Writing a compiler for a novel instruction set always felt like a complicated affair to me, and in many ways, this is true. But nowadays LLVM makes the process a lot simpler than I expected! In my humble opinion, the main difficulty is just the lack of tutorials describing in a simple, step-by-step fashion the process to adapt LLVM to one’s needs.¹ ² So this series of blog posts is an attempt to remedy (part of) the problem by providing an easy-to-follow tutorial to writing an LLVM backend from scratch.

In this tutorial, I will develop a backend for the basic 32-bit version of the RISC V instruction set, ie. RV32IM. Hopefully this helps anyone who is unfamiliar with LLVM to get started with the tool and extend it for their own projects. There are no pre-requisites to follow this tutorial, but it helps if you speak C++ and are familiar with RISC V.

In the remaining of this post, I will briefly describe LLVM’s architecture and the structure of the backend. However, I will not go into specific details here because, if you are like me, you will forget 5 minutes (or seconds?) after you read the long description. Details will be provided in later posts as required.

NOTE: You can delight yourself while reading the LLVM User Guides if you want the long version.

NOTE: Posts in this series:

LLVM Architecture

The compilation process is traditionally split in three phases. First, the compiler’s frontend takes a program as an input and transforms it into some Intemediate Representation (IR). Second, the IR is optimized, and finally, the compiler’s backend transforms the IR into machine code. But the problem is that traditional compilers often target one programming language and one instruction set, so the compiler’s source cannot easily be reused to, for example, emit code for a different instruction set.

LLVM is an extremely modular implementation of the three-phase compilation process to solve the reuse problem. The idea is that LLVM’s core, i.e. the IR and optimizer, are fixed, but the frontend and backend can be changed to retarget the compiler for a different programming language or instruction set. For example, we can compile C/C++ code using Clang (a frontend for LLVM) and the x86 backend to emit code for that instruction set. We could just as easily replace LLVM’s backend with one for ARM to compile C/C++ for that instruction set.

NOTE: Chris Lattner, LLVM’s designer, wrote this interesting article about LLVM’s architecture and motivation.

NOTE: Each of the three phases has a dedicated executable in LLVM. clang is the frontend for C/C++ (this can obviously change for different programming languages), opt is the optimizer and llc runs the backend. Normally, we also use clang as a driver that executes the frontend, llc and opt with the appropriate arguments to generate IR, assembly, executable, etc.

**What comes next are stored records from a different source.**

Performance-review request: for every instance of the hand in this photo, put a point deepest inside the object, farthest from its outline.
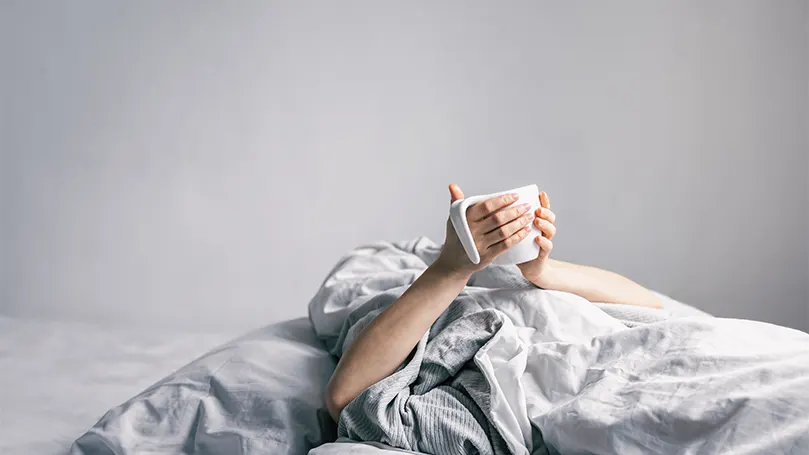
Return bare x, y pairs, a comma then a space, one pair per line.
493, 230
535, 271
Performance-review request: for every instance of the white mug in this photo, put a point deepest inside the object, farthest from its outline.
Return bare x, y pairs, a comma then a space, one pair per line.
525, 250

Code Generation at the Backend

A LLVM backend compiles IR down to object or assembly code. Each backend targets a single architecture, but possibly multiple instruction sets. For example, LLVM has only one backend for the ARM architecture that can emit code for instruction sets like ARMv6 and ARMv7. Every backend is built on top of LLVM’s Target-Independent Code Generator. The code generator is a framework that implements key algorithms like register allocation. So broadly speaking, the task of a backend is to configure and adapt that framework to the particular needs of its target instruction set.

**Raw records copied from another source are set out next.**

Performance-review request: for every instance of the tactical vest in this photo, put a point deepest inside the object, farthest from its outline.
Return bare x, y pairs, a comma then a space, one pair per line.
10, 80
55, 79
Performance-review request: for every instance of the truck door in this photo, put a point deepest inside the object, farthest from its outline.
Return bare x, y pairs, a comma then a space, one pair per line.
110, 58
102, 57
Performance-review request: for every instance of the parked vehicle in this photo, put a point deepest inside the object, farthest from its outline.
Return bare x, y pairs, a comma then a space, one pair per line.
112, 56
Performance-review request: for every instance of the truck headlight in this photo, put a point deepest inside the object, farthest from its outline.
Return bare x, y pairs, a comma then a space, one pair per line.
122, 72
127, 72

The code generation has the following stages:

Instruction Selection: The input LLVM IR is mapped to instructions in the target instruction set. At this stage, the program is using an infinite set of virtual registers and abstract references to the function call stack.
Scheduling and Formation: Determines an ordering of the instructions. Just to be clear, there was already an ordering to the instructions at the instruction selection stage, but here we can choose to reorder some of those instructions depending on the register allocation strategy or the instruction latencies.
SSA-based Machine Code Optimizations: Performs stuff like peephole optimizations.
Register Allocation: Maps the virtual register to physical registers.
Prolog/Epilog insertion: Inserts the machine instructions at the beginning (or prolog) and end (or epilog) of every function. These would typically be instructions that extend the stack when entering a function or return to the caller. Abstract stack references are also resolved since the stack size is known at this stage.
Late Machine Code Optimizations: Probably self-explanatory.
Code Emission: Emits the object or assembly code.

So that is it for this post! Next, I will take a look at building LLVM and how to set up a development/debugging environment…

NOTE: You can read more about the LLVM Target-Independent Code Generator here.

Notes

In fairness, there are quite a few books and websites about LLVM, but most of these are general descriptions of the tool. There are also hands-on tutorials on how to write a new frontend, but not a back-end. ↩
This tutorial describes how to develop an LLVM backend, but I found it very hard to follow. ↩